Article paru dans L’Hebdo Anticapitaliste, n°4334 du 14 juin 2018

Sélection sociale, sélection géographique

Dès les premiers résultats, une chose est apparue comme déterminante : le lycée d’origine. En effet, au cours de nombreux reportages, des professeurs de facs ont avoué pondérer les notes des dossiers scolaires avec un coefficient censé donner le « niveau » du lycée. D’où de grandes inégalités dans les taux d’élèves n’ayant aucune réponse positive trois semaines après les premières réponses. Mais le tri social à l’entrée de la fac ne s’arrête pas à un coefficient censé trier les lycéens de banlieue des élèves de Henri IV. En effet, si la loi prévoyait des taux minimum de boursiers censés avoir des places « reservées » à la fac, on s’aperçoit maintenant que ces taux présentent d’énormes disparités. Ainsi, quand la fac de Paris 13 Villetaneuse doit accueillir 15,4 % d’élèves boursiers (taux fixés par le recteur), la fac de Paris 3 Sorbonne Nouvelle ne doit en accueillir que 3,7 %, et 5,6 % pour Paris 2 Assas ! Des inégalités qui visent de fait à accentuer la différenciation entre des « facs d’élite » et des « facs poubelles », ces dernières se trouvant, pour la région parisienne, évidemment en grande banlieue.
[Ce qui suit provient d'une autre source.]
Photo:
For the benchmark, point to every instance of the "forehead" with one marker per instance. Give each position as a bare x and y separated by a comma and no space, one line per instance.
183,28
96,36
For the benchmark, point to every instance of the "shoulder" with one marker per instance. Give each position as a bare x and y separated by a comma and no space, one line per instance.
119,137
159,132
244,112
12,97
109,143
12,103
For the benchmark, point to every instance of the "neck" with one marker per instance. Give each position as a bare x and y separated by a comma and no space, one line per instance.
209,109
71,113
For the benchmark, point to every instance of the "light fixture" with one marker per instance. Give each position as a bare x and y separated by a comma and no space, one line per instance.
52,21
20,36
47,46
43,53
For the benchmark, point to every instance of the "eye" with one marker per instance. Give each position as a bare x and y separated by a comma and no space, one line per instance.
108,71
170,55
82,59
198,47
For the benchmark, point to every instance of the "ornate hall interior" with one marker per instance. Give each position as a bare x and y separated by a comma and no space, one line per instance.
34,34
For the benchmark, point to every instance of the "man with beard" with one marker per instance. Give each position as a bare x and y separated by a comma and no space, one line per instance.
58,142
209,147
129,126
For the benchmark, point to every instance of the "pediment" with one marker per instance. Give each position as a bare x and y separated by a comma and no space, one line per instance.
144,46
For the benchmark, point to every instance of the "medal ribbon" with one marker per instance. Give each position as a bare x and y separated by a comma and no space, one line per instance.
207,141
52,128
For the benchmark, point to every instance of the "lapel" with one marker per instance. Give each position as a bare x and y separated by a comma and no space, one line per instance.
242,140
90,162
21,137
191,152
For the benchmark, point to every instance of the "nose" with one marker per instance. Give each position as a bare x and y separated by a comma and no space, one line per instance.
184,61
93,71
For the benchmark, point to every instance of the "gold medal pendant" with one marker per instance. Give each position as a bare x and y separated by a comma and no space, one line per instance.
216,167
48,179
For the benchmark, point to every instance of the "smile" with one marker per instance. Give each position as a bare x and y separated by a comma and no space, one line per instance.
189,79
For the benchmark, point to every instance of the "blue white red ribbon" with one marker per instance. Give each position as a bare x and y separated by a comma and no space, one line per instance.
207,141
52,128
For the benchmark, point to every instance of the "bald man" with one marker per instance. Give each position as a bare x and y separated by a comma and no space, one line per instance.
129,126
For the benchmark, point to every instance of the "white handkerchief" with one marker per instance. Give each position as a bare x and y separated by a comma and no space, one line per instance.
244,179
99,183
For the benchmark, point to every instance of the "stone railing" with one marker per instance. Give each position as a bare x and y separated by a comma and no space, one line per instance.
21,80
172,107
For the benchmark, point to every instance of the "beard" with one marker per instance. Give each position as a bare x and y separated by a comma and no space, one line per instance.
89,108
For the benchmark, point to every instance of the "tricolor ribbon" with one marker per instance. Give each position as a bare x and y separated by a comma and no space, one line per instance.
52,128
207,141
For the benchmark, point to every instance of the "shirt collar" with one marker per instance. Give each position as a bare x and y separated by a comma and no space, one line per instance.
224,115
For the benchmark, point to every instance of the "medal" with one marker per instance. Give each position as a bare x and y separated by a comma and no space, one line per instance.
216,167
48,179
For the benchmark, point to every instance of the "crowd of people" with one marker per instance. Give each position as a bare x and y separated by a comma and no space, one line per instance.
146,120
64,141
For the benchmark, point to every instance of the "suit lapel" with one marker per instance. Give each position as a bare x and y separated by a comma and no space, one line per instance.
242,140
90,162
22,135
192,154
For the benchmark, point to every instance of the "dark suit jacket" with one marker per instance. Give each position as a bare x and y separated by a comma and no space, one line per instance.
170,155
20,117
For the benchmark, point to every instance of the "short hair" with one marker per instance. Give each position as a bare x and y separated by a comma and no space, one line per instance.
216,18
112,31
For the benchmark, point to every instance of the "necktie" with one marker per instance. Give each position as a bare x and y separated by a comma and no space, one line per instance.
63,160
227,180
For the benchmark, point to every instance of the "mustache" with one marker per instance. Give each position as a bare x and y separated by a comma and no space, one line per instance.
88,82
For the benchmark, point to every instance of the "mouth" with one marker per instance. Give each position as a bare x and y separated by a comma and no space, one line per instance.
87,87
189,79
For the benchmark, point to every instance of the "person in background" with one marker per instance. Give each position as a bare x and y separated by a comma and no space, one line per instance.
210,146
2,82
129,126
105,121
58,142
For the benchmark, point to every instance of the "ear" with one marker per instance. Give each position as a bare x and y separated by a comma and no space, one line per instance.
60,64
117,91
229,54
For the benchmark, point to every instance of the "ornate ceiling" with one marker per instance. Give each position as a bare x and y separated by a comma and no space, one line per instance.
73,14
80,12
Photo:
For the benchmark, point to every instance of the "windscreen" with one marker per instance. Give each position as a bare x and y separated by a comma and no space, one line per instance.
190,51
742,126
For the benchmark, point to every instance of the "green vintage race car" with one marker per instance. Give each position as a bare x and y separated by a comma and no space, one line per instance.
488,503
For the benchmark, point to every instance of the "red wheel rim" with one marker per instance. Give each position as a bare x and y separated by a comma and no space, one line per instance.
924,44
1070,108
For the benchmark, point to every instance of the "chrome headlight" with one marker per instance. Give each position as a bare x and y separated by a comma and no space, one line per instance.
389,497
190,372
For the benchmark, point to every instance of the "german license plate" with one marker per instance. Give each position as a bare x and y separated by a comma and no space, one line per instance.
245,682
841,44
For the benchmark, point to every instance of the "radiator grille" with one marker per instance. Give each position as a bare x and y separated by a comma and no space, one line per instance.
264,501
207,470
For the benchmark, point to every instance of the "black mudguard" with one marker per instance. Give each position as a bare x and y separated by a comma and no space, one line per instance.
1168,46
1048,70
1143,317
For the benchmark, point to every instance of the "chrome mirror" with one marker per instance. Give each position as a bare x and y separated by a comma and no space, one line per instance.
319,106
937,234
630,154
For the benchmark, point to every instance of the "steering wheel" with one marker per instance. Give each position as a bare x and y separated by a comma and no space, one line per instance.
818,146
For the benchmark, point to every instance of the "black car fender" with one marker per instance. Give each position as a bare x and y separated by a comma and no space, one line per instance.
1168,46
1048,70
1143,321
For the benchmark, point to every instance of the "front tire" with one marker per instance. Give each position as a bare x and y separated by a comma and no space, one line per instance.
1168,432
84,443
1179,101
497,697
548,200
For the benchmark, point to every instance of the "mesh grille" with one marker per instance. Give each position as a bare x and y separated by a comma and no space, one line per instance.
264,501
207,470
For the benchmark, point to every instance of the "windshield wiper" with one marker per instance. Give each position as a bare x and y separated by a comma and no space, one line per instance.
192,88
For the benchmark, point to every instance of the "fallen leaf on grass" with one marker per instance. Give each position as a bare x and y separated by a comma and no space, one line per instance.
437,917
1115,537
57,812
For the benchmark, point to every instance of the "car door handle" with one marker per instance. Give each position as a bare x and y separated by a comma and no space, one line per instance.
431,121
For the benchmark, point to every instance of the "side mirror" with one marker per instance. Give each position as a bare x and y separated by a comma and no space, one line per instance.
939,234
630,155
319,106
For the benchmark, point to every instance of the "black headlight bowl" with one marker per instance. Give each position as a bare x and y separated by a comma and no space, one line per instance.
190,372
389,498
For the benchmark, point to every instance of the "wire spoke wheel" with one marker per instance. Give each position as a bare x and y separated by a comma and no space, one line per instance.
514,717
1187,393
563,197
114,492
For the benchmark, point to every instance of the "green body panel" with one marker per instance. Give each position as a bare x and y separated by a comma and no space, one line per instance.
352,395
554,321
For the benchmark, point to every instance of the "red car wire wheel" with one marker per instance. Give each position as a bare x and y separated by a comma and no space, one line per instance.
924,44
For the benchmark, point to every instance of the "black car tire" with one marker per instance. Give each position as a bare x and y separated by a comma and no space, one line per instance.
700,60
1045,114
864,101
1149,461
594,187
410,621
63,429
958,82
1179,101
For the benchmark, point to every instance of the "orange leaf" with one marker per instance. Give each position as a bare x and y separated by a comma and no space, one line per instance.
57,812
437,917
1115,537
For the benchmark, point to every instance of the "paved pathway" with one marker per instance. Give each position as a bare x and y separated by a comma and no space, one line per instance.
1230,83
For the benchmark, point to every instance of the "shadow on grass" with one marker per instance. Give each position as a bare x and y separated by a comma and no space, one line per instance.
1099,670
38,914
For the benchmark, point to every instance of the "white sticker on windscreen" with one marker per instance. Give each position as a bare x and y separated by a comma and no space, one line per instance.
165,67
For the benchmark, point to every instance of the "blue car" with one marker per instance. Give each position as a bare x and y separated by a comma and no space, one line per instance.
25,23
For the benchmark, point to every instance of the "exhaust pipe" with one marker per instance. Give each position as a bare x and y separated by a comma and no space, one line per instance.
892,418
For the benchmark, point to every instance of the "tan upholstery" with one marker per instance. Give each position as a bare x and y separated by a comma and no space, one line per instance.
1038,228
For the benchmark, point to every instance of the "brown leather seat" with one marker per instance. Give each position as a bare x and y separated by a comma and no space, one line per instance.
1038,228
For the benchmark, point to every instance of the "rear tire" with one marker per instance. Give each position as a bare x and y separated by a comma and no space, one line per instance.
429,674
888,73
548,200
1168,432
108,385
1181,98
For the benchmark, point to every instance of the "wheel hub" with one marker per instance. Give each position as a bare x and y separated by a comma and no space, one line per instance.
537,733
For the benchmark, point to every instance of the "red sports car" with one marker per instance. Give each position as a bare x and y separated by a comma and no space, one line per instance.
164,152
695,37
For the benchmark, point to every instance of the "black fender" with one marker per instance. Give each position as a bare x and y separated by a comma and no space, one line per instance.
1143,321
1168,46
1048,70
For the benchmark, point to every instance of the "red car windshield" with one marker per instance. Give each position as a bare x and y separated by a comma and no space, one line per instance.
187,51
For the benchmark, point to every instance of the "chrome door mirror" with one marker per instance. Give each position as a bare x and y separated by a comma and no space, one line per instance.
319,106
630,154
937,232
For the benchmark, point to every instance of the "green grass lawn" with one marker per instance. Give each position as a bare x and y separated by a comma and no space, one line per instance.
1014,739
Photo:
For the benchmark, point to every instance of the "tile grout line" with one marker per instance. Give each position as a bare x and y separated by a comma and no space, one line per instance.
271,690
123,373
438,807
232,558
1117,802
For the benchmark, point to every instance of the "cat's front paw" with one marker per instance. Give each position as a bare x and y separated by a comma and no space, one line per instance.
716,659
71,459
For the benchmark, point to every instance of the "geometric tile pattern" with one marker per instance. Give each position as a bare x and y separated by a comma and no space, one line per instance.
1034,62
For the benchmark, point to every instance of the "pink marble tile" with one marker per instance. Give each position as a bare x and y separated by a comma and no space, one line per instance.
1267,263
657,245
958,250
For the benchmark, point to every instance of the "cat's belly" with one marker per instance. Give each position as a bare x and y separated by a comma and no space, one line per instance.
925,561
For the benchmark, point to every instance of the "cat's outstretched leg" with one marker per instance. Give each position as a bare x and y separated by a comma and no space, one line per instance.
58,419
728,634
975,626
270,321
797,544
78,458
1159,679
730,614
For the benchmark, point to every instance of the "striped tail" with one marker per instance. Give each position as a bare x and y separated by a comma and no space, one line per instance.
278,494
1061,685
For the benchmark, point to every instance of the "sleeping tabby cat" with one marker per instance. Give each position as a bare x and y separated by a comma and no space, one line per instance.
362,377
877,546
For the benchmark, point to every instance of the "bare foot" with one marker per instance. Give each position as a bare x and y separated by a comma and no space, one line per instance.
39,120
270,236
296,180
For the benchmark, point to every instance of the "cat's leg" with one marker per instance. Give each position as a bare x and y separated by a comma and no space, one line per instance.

De surcroit, les facs parisiennes ont mis des quotas d’élèves hors-académie (donc hors-Paris) très faibles, excluant ainsi les élèves de banlieue, quand bien même leur lycée à Paris. Certaines licences, comme celle de chimie à Paris Diderot, accueillait 40 % d’élèves hors-secteur l’an dernier. Le nouveau logiciel a réduit cette propension à...3 % ! Pour une réforme qui a été vendue sous les auspices de « la méritocratie », que penser du fait qu’un élève habitant le 7e arrondissement et ayant 10 de moyenne soit prioritaire sur un lycéen de Bobigny qui aurait 16 de moyenne ? Une fois encore, l’argument de la « méritocratie » est utilisé pour faire passer des réformes qui sont toutes plus injustes les unes que les autres.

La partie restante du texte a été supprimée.